20 years from now, one of the hardest things our kids will be faced with is finding a screen name which is not already taken!
How come "you`re a peach" is a complement but "you`re bananas" is an insult? Why are we allowing fruit discrimination to tear society apart?
Only in America: We have a holiday devoted to gratitude & then less than 12 hrs later beat the sh!t out of each other for a $10 crockpot.
When a woman says, "I`m NOT crazy" *clapping her palms together per syllable* That`s universal for, "You`re going to die."
Head & Shoulders needs to come out with a body spray that will help repel flakey people from my life.
There are 3 reasons for ”Liking” someone’s Facebook status: 1. I agree. 2. I realise this is about me, so I’m liking it to rub it in your face. 3. I want to bang you.
I have a bad habit of laughing at inappropriate moments.
I don`t get why people find drunk texts annoying. You`re the person they`re thinking of when their brain can`t even function properly.

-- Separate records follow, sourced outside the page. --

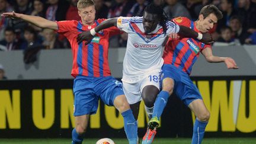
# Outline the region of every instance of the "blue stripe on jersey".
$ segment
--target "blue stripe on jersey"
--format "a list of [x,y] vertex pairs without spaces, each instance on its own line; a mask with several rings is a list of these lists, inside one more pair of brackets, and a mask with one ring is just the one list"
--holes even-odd
[[100,76],[103,76],[103,47],[101,44],[99,44],[100,56],[99,56],[99,66],[100,66]]
[[192,30],[194,30],[194,22],[191,20],[190,20],[190,27]]
[[92,43],[89,43],[87,47],[88,57],[88,76],[93,76],[93,44]]
[[172,65],[174,65],[174,63],[176,60],[176,57],[178,56],[180,51],[182,49],[184,46],[184,44],[180,42],[178,45],[176,46],[175,49],[174,50],[174,55],[172,56]]
[[192,51],[191,50],[188,49],[188,50],[187,50],[186,53],[184,54],[184,56],[181,59],[181,65],[179,66],[180,68],[181,68],[181,69],[184,68],[185,62],[187,62],[191,53]]
[[[78,23],[76,28],[78,29],[78,32],[82,32],[82,25],[79,23]],[[83,43],[81,43],[78,44],[78,50],[77,53],[77,58],[76,58],[76,62],[78,66],[78,73],[79,75],[82,74],[82,44]]]
[[191,71],[192,70],[192,66],[194,65],[194,63],[196,62],[196,61],[197,59],[197,57],[195,56],[193,59],[193,60],[192,60],[192,63],[190,65],[190,66],[187,69],[187,72],[188,74],[190,74]]

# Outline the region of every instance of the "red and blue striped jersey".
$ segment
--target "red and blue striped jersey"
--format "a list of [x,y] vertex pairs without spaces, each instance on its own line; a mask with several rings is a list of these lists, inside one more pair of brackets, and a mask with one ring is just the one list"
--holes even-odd
[[[178,17],[173,20],[179,25],[190,27],[196,32],[200,32],[195,25],[195,23],[187,18]],[[200,52],[206,47],[210,47],[206,44],[192,38],[180,37],[180,40],[168,39],[165,45],[163,58],[165,64],[171,64],[181,69],[184,72],[190,75],[192,66],[199,56]]]
[[73,56],[71,75],[76,77],[83,75],[94,77],[111,75],[108,62],[108,39],[113,35],[120,33],[120,30],[112,27],[98,33],[91,43],[85,45],[85,41],[78,44],[78,34],[90,30],[105,19],[95,21],[93,25],[84,25],[82,21],[57,21],[57,33],[63,34],[69,41]]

Before asking a hot chick out, I wish I could first talk to the dude who`s sick of her bullsh!t.
I thought she asked if I was interested in an orgy. Turns out she really said "4G." My apologies to the lady at the Verizon kiosk.
Answering my phone and saying... FBI fraud division. Has really cut down on the telemarketers.
The only time I listen to a woman giving directions is when I use my GPS.
Did you know? If you put your finger in your ear and scratch, it sounds like Packman!
I`ll be back in five minutes. If I`m not, read this again :D
I only have one word for women who look at me like I’m some kind of sex object ... Hi.